Home Jurisdiction WOTUS Whiplash | Ward and Smith, Pennsylvania

WOTUS Whiplash | Ward and Smith, Pennsylvania



The ongoing saga of defining “United States Waters” (WOTUS) continues.

In this last installment, we actually traveled back in time to 2008. The United States Environmental Protection Agency (“EPA”) and the Army Corps of Engineers (“Corps”) recently concluded virtual public meetings to receive comments from interested stakeholders to revise the WOTUS definition long debated under the Navigable Waters Protection Rule 2020 (“Rule 2020”). The 2020 rule replaced the 2015 drinking water rule. But just a week after the meetings ended, agencies announced that they were suspending implementation of the 2020 rule and would interpret WOTUS’s definition “in accordance with to the pre-2015 regulatory regime until further notice ”.

What caused this about-face? On August 30, 2021, an Arizona Federal District Court issued a decision overturning the 2020 rule to avoid alleged serious environmental damage. The Arizona case was not the first or only legal challenge to the 2020 rule. The EPA and the Corps could have chosen to leave the current regulations in effect until a new WOTUS definition. be drafted, as they indicated in the June 2021 “Notice of United States Waters Public Meetings”. Instead, the EPA and the Corps withdrew.

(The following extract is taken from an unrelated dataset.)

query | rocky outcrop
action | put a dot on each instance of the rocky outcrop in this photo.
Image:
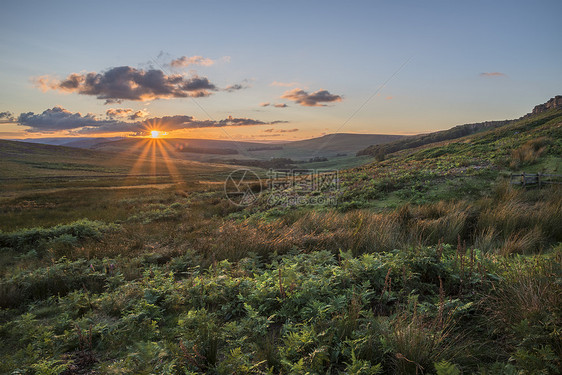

The New-Old Approach of the EPA and The Corps – applying the “pre-2015 regulatory regime“As they continue to make rules, this means taking a step back from their 2008 response to the 2006 US Supreme Court ruling Rapanos decision. This response was to apply the case-by-case “significant connection” analysis to prove or disprove hydrologic connectivity for those applying for a permit from the Corps to impact WOTUS under Section 404 of the Clean Water Act. . Dusting off the 2008 guidance, it appears that relatively permanent tributaries and ephemeral streams are back under agency jurisdiction, and the “significant link” test will be applied to non-navigable tributaries and wetlands. adjacent.

The question remains whether a decision by an Arizona federal court can actually repeal the 2020 rule in North Carolina. Leaving this issue aside, those with vested interests in real estate development, agriculture, manufacturing and others engaged in land-disturbing activities will unfortunately see the speed at which jurisdictional decisions slowly flow to the trickle of water. ‘an intermittent flow. If the agencies’ response to the Arizona court ruling secures a nationwide repeal, then perhaps the development of replacement rules can begin sooner. Either way, the predictability to which the regulated community aspires has once again been blurred.